Yes, note more precisely that [itex]n^ah_{ab}=0[/itex] (and itex]v^av^bh_{ab}=v^av^bg_{ab}[/itex]). So this is really what you see as the induced metric: it gives the correct inner product for vectors tangent to the hypersurfaces (and it's not a metric on the 4D space, since there it is degenerate). On the lapse and shift thing: note that there is no reason for [itex]\nabla_\mu t[/itex] to be parallel to the normal (or orthogonal to the tangent space to the hypersurfaces). So just call the component tangent to the hypersurface the shift vector, and the component of the normal the shift vector [tex]\nabla_\mu t = N n_\mu + N_\mu.[/tex]

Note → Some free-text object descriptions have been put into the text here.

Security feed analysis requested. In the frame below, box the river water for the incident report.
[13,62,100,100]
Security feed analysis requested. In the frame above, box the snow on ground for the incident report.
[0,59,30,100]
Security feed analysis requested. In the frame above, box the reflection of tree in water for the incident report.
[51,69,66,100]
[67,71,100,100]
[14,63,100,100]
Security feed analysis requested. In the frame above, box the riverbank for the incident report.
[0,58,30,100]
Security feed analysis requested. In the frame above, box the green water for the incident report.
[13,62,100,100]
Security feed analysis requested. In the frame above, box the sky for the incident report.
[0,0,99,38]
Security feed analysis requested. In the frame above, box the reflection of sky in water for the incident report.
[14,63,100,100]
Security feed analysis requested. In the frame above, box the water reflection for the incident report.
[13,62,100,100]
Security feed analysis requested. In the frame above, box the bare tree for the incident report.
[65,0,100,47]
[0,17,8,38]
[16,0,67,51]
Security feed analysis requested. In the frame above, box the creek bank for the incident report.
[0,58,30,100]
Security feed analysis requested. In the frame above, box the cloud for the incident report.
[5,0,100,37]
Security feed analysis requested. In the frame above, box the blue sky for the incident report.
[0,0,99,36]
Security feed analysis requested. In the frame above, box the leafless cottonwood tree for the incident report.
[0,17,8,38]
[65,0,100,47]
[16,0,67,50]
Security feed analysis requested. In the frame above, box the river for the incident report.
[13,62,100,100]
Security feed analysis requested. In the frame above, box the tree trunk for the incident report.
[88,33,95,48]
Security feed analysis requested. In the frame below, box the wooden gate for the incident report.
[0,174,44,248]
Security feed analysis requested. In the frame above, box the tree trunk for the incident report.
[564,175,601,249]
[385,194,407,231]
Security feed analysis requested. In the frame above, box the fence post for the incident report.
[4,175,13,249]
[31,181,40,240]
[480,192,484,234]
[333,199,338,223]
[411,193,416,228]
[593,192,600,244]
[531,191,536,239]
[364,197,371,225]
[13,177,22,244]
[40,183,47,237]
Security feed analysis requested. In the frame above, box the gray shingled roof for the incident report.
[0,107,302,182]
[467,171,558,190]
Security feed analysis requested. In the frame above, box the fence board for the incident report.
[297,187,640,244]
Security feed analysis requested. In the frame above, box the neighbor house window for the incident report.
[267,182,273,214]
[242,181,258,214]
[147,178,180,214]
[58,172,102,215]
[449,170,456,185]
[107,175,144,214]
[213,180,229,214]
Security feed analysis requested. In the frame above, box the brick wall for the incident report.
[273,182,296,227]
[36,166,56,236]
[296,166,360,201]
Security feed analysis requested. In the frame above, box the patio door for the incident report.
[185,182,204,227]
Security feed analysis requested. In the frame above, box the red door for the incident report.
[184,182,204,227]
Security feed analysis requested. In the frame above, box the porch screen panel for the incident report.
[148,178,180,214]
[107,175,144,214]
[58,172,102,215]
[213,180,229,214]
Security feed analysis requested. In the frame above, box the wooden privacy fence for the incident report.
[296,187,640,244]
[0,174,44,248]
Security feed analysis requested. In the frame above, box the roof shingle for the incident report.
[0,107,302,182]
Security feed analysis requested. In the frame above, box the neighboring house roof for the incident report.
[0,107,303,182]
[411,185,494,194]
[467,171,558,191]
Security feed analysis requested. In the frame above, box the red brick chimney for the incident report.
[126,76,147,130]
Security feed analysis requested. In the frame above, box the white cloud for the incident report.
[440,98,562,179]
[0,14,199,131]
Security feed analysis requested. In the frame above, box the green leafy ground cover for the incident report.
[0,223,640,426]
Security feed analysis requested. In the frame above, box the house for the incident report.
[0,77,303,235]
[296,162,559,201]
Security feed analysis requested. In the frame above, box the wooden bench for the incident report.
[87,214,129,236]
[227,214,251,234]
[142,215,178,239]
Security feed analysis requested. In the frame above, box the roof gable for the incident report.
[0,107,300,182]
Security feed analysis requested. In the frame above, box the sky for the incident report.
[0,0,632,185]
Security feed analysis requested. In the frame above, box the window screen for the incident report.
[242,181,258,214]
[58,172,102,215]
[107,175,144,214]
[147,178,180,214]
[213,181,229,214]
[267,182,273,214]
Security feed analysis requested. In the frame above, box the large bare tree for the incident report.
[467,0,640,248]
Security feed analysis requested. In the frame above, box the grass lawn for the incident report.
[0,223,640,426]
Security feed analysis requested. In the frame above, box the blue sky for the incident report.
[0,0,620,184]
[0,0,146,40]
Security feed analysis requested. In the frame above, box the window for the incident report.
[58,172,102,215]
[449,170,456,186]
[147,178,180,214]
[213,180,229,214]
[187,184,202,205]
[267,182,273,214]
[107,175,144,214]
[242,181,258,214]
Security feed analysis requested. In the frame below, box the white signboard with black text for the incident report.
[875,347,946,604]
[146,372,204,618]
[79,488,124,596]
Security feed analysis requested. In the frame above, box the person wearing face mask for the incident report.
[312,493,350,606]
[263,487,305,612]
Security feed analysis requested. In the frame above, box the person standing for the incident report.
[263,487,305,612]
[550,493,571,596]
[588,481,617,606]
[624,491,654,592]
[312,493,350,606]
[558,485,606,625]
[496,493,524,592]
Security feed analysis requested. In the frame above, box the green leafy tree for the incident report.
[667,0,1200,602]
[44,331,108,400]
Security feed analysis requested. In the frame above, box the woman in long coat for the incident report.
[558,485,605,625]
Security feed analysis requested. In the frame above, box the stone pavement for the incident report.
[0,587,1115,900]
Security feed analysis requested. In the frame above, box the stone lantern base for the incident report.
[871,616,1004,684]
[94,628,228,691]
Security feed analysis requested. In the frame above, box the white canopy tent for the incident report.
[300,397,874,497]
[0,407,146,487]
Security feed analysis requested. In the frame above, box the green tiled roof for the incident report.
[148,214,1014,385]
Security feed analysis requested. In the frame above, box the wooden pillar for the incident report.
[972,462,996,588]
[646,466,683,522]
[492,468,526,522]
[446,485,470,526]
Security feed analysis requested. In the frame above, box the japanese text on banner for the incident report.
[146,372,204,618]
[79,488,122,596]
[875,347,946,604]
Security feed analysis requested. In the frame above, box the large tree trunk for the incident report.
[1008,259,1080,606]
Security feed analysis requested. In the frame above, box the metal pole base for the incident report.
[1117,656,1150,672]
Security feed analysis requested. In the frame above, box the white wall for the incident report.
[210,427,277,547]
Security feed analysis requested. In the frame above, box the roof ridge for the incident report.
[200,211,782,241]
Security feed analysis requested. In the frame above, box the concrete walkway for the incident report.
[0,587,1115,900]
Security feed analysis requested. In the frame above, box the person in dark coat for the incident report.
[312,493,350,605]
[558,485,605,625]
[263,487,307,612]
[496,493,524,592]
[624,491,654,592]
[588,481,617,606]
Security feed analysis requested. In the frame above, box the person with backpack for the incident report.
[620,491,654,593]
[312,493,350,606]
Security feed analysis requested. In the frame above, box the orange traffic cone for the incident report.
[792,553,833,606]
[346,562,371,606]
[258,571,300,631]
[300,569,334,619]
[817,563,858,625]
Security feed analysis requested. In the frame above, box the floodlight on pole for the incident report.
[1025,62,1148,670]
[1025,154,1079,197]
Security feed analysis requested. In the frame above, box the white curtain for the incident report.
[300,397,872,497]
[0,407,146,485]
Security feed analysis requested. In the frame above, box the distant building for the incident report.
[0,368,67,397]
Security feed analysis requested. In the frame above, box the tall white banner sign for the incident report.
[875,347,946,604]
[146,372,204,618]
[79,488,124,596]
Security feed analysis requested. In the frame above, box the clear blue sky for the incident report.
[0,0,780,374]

I can't figure out what George is getting at, sorry. The induced metric on should only be 3x3. Generically what you're doing is you have some global time function [itex]t[/itex] with gradient [itex]dt[/itex]. You want to find the induced metric on the level sets of [itex]dt[/itex]. The level sets of [itex]dt[/itex] are generated by a triplet of linearly-independent vector fields X, Y, Z such that [tex]dt(X) = dt(Y) = dt(Z) = 0.[/tex] In order that each level set be a surface, this set of vector fields needs to be integrable; that is, the set should be closed under the Lie bracket. This should hold automatically, given that [itex]t[/itex] is a global time function, and X, Y, Z are everywhere perpendicular to [itex]dt[/itex]. Then the induced metric [itex]h[/itex] can be given by (where X and Y are some vectors within the level surface) [tex]\begin{align}h(X,Y) &= g(X,Y) = g_{tt} dt(X) dt(Y) + g_{ti} \Big( dt(X) dx^i(Y) + dt(Y) dx^i(X) \Big) + g_{ij} dx^i(X) dx^j(Y) \\ &= 0 + 0 + g_{ij} X^i Y^j. \end{align}[/tex] So perhaps this is what George means by "think of [itex]h[/itex] as 4x4". Note that I'm assuming the vectors X and Y are already tangent to the level surfaces of [itex]dt[/itex]. One can imagine instead a 4x4 metric on general vectors that includes some extra terms to project those vectors onto the level surfaces of [itex]dt[/itex]. I think that is what George wrote down. But I wouldn't call that the "induced metric", since it acts on a vector space of the wrong dimension. I also see that I haven't used the covariant derivative [itex]\nabla_\mu t[/itex] anywhere; I'm not sure exactly why this is needed. Probably the method I am outlining above is a different route to the same result, rather than the method Wald (?) is using.
While you can find 3 independent vectors satisfying this, they simply do not span the space tangent to your hypersurface. Since [itex]h_{\mu\nu}n^\mu[/itex] is 0, this [itex]h[/itex] really behaves as a 3x3 metric on the hypersurfaces.
Isn't [itex](\nabla_\mu t) dx^\mu=(\partial_\mu t) dx^\mu= dt[/itex] so that this is simply the gradient and is therefore normal to the level sets of the function t?
This is a mysterious statement. I have 3 linearly independent vectors that are each orthogonal to [itex]dt[/itex]. The subspace of the tangent space orthogonal to [itex]dt[/itex] is 3-dimensional. Therefore it is a simple fact of linear algebra that these 3 linearly-independent vectors span this space...
I would understand an equation like h(x,y)=g(x,y) for x, y on the hypersurface. And I would also understand an equation like [itex]h_{ij} x^i y^j=g_{ij} x^i y^j[/itex] since i and j explicitly only run from 1 to 3 on both sides of the equation. What I don't seem to get is an equation like [itex]h_{ab}=g_{ab} + n_a n_b[/itex] where now it seems like a and b, if I take them to be indices, would run from 0-3, and now h is a 4x4 matrix.